Inspection records show EMTs found Jones at 2:50 a.m. face down on the floor of his room.
He died a short time later when his heart stopped beating.
"We don't believe anybody took his condition seriously," Pompey said.
The family ended up filing a complaint, which led to a joint state and federal inspection.
Those records show that investigators found Glenburnie staff failed to notify the doctor in a timely manner when the resident vomited stool, which resulted in a delay in treatment.
Inspectors cited Glenburnie for non-compliance five times.
Some of those citations pertained to other residents at the facility.
"The investigator went in and they validated all of our complaints," Pompey said.
According to the state, Glenburnie submitted a plan of correction and when inspectors went to re-evaluate a couple of months later, they cleared all of the deficiencies.
While Pompey admits her dad had a host of medical issues, from diabetes to prostate cancer, she still struggles with the “what ifs” of what happened.
"We are saying had they called us, and let us know something was going on that day, the outcome could have been different," Pompey said. "He might have made it to a hospital, we might have could have even been there instead of him dying on a cold floor in a nursing facility."
CBS 6 investigative reporter Melissa Hipolit visited Glenburnie but she was told the administrator could not speak to the media.
The facility sent her the following statement instead:
"The staff of Glenburnie Rehabilitation and Nursing Center are professionals who care for their residents with dignity, compassion and diligence.
Day in and day out they work tirelessly to make the residents as comfortable as possible and help them to rehabilitate and restore lost function.

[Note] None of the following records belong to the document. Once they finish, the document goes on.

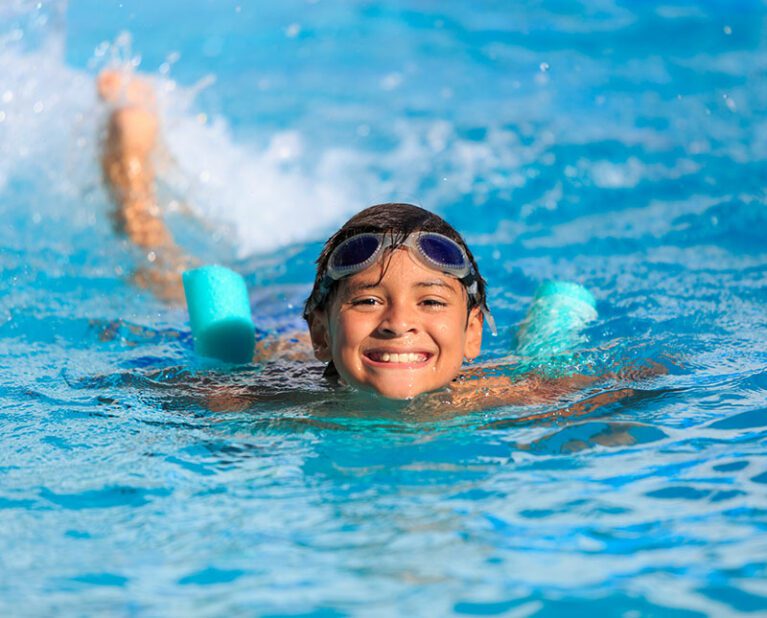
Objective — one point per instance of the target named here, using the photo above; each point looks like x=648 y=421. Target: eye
x=433 y=303
x=365 y=301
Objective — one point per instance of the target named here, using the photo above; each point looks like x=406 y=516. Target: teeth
x=404 y=357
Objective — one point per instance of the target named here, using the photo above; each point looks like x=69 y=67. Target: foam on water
x=620 y=145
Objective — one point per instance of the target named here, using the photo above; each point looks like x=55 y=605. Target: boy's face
x=400 y=334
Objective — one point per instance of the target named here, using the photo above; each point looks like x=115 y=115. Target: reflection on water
x=620 y=146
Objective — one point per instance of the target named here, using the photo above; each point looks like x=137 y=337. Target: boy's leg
x=129 y=173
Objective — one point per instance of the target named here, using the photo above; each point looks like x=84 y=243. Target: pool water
x=622 y=145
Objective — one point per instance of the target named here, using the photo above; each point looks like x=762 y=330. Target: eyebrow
x=369 y=285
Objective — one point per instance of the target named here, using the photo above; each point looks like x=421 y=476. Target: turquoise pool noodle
x=554 y=323
x=219 y=312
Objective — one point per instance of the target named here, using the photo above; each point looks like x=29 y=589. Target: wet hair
x=398 y=220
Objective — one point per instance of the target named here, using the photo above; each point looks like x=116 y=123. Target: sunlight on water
x=622 y=146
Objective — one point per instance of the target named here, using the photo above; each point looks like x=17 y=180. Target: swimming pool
x=622 y=145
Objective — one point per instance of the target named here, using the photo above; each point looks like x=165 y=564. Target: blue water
x=619 y=144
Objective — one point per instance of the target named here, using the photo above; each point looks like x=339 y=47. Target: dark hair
x=399 y=220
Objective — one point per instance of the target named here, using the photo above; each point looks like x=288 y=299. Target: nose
x=397 y=320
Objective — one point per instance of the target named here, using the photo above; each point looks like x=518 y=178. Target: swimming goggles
x=433 y=250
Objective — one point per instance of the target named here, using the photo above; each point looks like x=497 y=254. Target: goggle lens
x=442 y=251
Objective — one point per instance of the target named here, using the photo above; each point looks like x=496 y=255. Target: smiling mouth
x=394 y=358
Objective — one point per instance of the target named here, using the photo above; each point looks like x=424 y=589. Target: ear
x=473 y=341
x=320 y=335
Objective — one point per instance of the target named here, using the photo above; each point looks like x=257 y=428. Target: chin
x=399 y=391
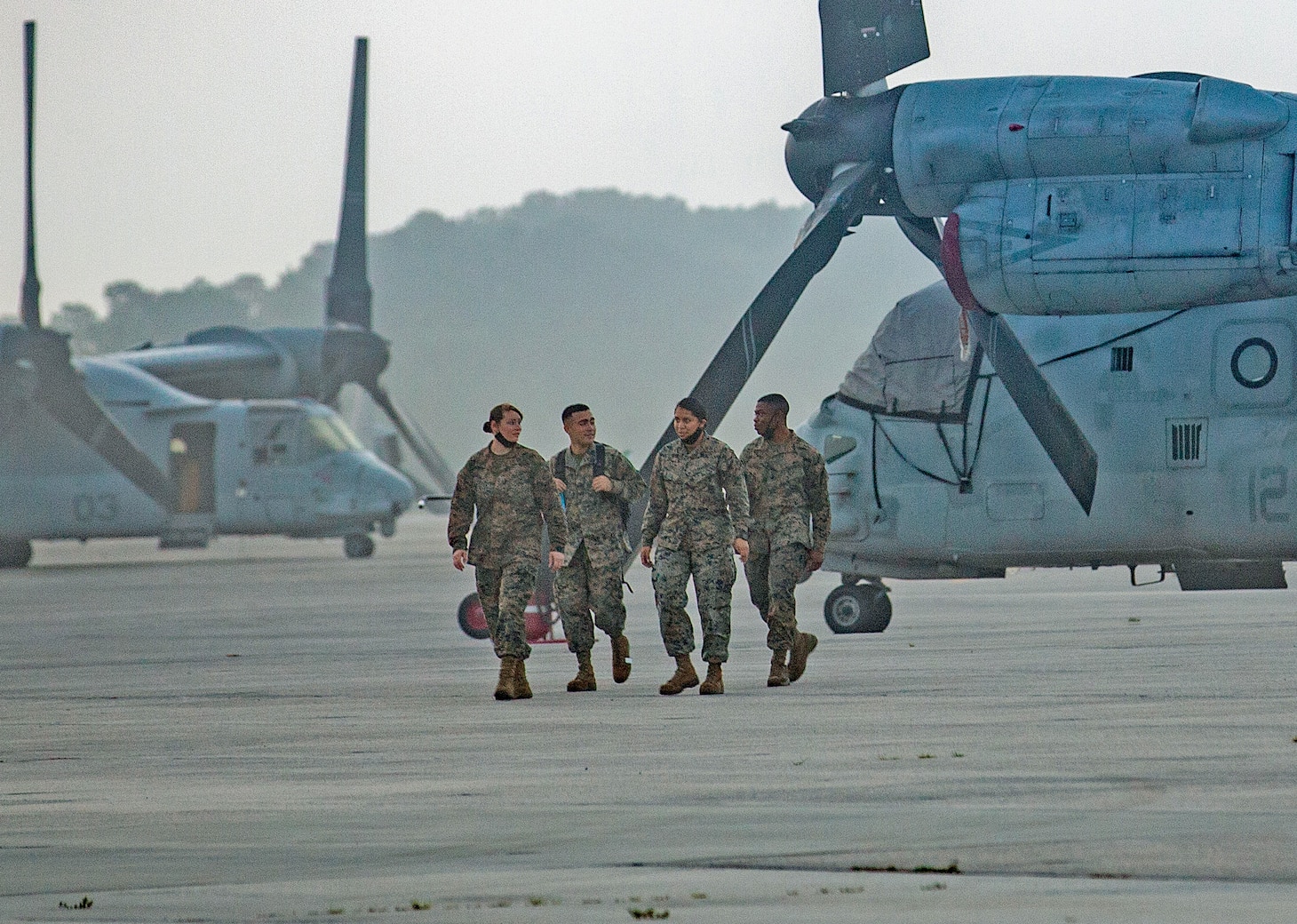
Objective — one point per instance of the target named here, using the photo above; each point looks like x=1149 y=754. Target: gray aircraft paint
x=56 y=487
x=1198 y=442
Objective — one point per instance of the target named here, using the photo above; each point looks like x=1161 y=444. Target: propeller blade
x=927 y=238
x=864 y=41
x=846 y=182
x=30 y=310
x=423 y=450
x=744 y=348
x=1040 y=406
x=349 y=298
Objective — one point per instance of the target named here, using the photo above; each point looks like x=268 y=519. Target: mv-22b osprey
x=1070 y=203
x=99 y=447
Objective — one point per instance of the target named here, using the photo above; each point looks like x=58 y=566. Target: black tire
x=358 y=546
x=857 y=608
x=465 y=606
x=14 y=553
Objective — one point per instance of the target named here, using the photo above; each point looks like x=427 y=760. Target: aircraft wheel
x=358 y=546
x=14 y=553
x=857 y=608
x=473 y=619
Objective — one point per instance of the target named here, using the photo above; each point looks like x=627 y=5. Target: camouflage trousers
x=505 y=593
x=713 y=579
x=580 y=586
x=772 y=579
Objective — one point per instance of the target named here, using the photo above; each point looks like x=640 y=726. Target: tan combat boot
x=682 y=679
x=778 y=668
x=802 y=648
x=713 y=684
x=521 y=689
x=620 y=659
x=507 y=688
x=584 y=679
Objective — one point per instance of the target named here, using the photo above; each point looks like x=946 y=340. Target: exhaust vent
x=1187 y=442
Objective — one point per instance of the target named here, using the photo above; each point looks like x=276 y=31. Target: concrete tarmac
x=267 y=731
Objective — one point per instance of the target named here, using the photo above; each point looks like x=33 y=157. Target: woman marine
x=513 y=496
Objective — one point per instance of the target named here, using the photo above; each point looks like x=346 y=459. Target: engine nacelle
x=1105 y=195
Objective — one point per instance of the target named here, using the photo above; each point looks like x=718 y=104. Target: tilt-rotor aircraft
x=288 y=362
x=1069 y=203
x=99 y=448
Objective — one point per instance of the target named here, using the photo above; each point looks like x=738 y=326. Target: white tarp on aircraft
x=913 y=366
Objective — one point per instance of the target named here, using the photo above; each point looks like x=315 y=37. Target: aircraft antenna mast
x=30 y=310
x=349 y=296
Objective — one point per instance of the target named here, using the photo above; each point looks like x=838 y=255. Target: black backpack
x=561 y=474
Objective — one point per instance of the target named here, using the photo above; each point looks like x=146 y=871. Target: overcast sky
x=205 y=139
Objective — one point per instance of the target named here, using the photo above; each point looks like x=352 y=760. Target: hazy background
x=203 y=140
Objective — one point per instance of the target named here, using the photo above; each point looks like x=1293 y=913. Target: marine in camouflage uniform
x=597 y=546
x=696 y=509
x=789 y=492
x=513 y=498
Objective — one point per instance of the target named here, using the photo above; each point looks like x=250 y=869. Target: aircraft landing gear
x=857 y=606
x=14 y=553
x=358 y=546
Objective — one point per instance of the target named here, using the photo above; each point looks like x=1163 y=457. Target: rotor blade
x=864 y=41
x=927 y=238
x=349 y=298
x=30 y=310
x=733 y=365
x=1042 y=408
x=428 y=456
x=848 y=180
x=61 y=392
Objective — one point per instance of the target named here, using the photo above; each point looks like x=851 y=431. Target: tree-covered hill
x=595 y=296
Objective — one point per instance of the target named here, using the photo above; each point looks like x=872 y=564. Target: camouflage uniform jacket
x=594 y=517
x=789 y=490
x=511 y=493
x=696 y=498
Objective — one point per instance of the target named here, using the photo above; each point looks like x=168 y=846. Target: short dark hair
x=694 y=406
x=574 y=409
x=777 y=402
x=497 y=414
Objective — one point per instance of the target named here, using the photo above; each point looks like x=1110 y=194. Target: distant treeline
x=594 y=296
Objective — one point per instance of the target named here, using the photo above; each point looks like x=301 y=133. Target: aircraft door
x=192 y=466
x=274 y=482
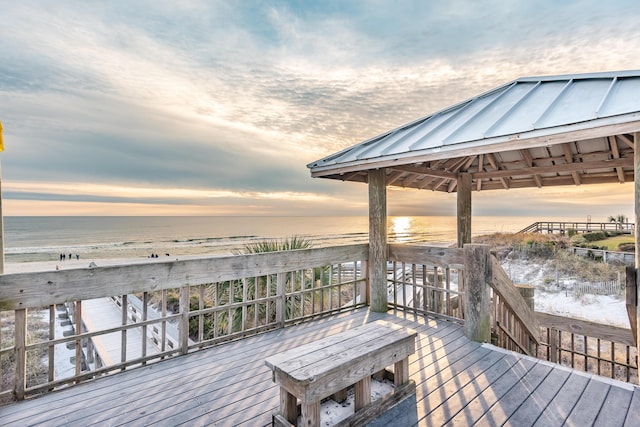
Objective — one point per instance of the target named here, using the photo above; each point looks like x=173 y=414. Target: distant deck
x=458 y=382
x=563 y=227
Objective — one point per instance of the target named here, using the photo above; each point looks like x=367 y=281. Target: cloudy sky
x=215 y=107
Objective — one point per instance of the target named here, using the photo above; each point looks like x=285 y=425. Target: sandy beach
x=37 y=266
x=599 y=308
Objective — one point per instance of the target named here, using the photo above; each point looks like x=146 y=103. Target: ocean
x=29 y=239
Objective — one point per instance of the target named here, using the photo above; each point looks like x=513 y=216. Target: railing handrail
x=505 y=288
x=586 y=328
x=41 y=289
x=568 y=225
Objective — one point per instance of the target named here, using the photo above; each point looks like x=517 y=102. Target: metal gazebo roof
x=532 y=132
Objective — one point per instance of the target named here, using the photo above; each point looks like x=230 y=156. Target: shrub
x=627 y=247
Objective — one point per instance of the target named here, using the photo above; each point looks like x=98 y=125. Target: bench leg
x=362 y=392
x=311 y=414
x=401 y=372
x=288 y=406
x=340 y=396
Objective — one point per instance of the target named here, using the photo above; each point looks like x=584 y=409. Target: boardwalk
x=458 y=382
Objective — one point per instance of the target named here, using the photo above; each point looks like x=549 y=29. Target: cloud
x=212 y=96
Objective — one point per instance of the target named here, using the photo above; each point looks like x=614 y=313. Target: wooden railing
x=171 y=308
x=205 y=300
x=591 y=347
x=430 y=280
x=580 y=227
x=427 y=280
x=514 y=323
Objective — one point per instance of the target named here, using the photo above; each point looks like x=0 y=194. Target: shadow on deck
x=459 y=382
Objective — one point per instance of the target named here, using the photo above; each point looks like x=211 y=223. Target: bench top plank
x=318 y=369
x=315 y=351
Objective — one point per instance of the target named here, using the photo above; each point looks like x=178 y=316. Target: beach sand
x=38 y=266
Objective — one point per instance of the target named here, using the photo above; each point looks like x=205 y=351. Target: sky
x=216 y=107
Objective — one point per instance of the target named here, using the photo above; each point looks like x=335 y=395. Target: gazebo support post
x=378 y=252
x=464 y=209
x=636 y=183
x=477 y=297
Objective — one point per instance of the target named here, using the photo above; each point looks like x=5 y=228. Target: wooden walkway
x=458 y=383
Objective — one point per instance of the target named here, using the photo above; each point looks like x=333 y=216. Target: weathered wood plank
x=464 y=209
x=510 y=295
x=477 y=297
x=631 y=303
x=230 y=385
x=450 y=380
x=557 y=411
x=457 y=401
x=500 y=411
x=587 y=408
x=584 y=327
x=40 y=289
x=613 y=411
x=633 y=414
x=428 y=255
x=538 y=400
x=378 y=251
x=320 y=369
x=477 y=411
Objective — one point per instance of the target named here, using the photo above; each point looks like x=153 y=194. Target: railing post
x=553 y=345
x=632 y=301
x=378 y=249
x=528 y=293
x=477 y=296
x=184 y=319
x=282 y=300
x=21 y=353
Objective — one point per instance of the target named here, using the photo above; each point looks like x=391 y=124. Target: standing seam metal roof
x=531 y=109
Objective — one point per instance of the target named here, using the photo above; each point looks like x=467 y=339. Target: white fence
x=613 y=287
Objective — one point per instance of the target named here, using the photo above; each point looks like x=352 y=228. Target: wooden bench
x=332 y=364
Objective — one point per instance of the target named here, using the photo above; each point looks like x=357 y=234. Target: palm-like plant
x=619 y=220
x=257 y=287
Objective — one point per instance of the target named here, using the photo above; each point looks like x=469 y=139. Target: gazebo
x=532 y=132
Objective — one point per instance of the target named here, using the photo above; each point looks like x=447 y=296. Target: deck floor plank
x=561 y=405
x=538 y=400
x=633 y=415
x=479 y=406
x=458 y=383
x=587 y=408
x=479 y=379
x=614 y=408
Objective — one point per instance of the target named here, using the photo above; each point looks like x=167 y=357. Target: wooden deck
x=459 y=382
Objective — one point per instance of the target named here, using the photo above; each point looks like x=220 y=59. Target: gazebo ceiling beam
x=528 y=158
x=616 y=155
x=425 y=171
x=626 y=140
x=568 y=156
x=582 y=166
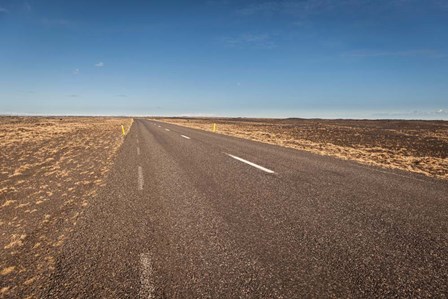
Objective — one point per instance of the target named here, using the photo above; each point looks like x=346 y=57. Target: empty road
x=192 y=214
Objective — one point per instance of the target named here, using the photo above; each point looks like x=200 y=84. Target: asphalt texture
x=180 y=218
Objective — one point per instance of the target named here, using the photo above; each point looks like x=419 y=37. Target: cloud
x=428 y=53
x=305 y=8
x=57 y=22
x=263 y=41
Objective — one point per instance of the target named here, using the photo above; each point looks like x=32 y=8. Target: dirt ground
x=417 y=146
x=50 y=170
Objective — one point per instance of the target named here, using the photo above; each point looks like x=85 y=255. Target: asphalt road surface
x=191 y=214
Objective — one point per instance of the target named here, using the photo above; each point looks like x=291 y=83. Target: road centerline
x=251 y=163
x=147 y=288
x=140 y=178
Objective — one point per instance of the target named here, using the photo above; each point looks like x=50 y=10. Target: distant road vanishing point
x=193 y=214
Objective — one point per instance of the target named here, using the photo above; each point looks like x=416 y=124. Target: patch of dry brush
x=417 y=146
x=50 y=170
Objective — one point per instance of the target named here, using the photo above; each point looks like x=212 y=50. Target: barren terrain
x=417 y=146
x=50 y=170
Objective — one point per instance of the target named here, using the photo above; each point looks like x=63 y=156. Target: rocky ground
x=50 y=169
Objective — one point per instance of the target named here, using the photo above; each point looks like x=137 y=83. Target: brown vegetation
x=417 y=146
x=50 y=170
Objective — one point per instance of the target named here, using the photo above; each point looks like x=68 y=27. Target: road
x=193 y=214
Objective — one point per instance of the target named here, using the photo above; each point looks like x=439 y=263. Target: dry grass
x=416 y=146
x=51 y=168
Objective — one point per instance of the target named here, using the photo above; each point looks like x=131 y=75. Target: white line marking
x=140 y=178
x=250 y=163
x=147 y=288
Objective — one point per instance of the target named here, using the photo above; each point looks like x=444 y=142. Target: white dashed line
x=140 y=178
x=250 y=163
x=147 y=288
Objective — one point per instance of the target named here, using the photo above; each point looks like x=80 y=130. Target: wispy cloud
x=304 y=8
x=406 y=53
x=262 y=41
x=57 y=22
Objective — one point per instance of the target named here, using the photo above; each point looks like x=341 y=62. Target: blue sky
x=306 y=58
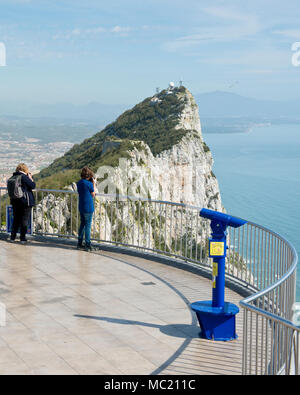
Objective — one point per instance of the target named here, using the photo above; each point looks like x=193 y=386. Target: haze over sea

We object to any reference that suggests otherwise.
With regard to any specific case, the Center's obligations under the Health Insurance Portability and Accountability Act (HIPAA) prohibit the Center from sharing any protected health information about Mr. Jones.
As a result, the Center cannot discuss the care or treatment provided to any current or former resident of the Center as their privacy rights are protected as a matter of law."